Sayangnya, demokrasi ideal ini seringkali menjadi imajinasi belaka karena tatanan ideal yang diidamkan tidak kunjung hadir. Parpol yang diharapkan sebagai wadah menampung aspirasi, hanya menjadi kerumunan elit - elit yang ternyata jauh dari rakyat, bahkan tidak jarang wajah parpol bopeng karena skandal korupsi.

Meski bukan hal baru, trend laris manisnya kepala daerah dijadikan nahkoda partai politik adalah fenomena politik. Di Jambi hegemoni ini sangat kuat. Saking hegemoninya, empat kepala daerah menjadi ketua partai tingkat provinsi. 

Dalam kacamata politik kekuasaan, tentu tak ada yang salah jika ketua partai politik dijabat oleh kepala daerah, artinya, semua bisa - bisa saja. Maka ketika H. Cek Endra Bupati Sarolangun yang menjadi Ketua DPD 1 Partai Golkar Jambi, lalu Walikota Jambi Sy Fasha yang loncat pagar dari Golkar ke Partai Nasdem, kemudian Fadhil Arief Bupati Batanghari yang menjabat Ketua DPW PPP dan terakhir H. Mashuri Bupati Bungo memegang DPD Demokrat, ini hal normal bagian dari riuh rendahnya demokrasi. Bagian dari strategi dari partai politik yang bersangkutan.

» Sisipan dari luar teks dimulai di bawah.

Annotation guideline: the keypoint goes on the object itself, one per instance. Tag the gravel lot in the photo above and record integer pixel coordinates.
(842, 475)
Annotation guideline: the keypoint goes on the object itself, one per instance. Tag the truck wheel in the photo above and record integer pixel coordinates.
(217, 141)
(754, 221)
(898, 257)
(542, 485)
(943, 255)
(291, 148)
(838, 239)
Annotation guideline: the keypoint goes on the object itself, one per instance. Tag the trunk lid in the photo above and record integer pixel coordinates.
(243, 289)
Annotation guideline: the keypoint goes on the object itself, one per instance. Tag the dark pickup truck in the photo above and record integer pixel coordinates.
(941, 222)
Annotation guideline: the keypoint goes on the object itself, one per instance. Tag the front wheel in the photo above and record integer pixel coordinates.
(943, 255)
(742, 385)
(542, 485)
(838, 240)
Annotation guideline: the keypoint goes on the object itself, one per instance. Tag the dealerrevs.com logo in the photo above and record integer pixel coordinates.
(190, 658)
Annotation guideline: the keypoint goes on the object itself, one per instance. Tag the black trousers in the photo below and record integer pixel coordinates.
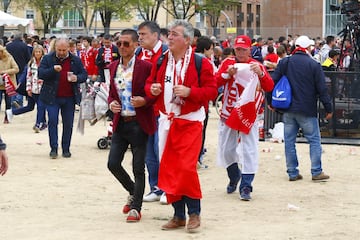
(129, 133)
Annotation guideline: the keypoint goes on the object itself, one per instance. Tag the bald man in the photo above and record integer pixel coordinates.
(62, 73)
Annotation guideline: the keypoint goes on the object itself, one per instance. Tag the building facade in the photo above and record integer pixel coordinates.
(266, 18)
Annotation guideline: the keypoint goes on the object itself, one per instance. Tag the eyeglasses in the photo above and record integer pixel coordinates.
(124, 43)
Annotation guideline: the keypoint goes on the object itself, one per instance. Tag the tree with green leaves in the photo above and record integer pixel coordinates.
(109, 9)
(213, 8)
(180, 9)
(6, 4)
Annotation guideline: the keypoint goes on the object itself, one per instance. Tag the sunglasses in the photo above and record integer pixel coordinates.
(124, 43)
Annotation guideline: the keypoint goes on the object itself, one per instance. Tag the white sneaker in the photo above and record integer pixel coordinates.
(151, 197)
(163, 199)
(9, 114)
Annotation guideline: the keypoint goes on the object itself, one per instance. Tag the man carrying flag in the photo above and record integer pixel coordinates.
(244, 80)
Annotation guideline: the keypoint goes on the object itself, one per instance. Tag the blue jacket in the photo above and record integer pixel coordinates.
(307, 82)
(51, 77)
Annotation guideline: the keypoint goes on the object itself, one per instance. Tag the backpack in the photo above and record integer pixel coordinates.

Meski tak ada yang salah, tulisan ini mencoba menganalisis fenomena ini dari sudut hipotesis yang melatarinya. Bagian dari pembelajaran bagaimana logika elit partai tempat suara rakyat akan dilabuhkan. Logika kekuasaan yang dibentuk dari jaringan para penguasa. Kekuasaan Politik Partai lahir dari Kekuasaan Kepala daerah.

Sebenarnya tidak sulit memahami asumsi yang menjadi latar belakang DPP Partai di Jakarta menjadikan para Bupati dan Walikota sebagai pimpinan partai di daerah. Salah satunya adanya doktrin berpikir " orang Jakarta"  tentang politik kekuasaan Indonesia hari ini.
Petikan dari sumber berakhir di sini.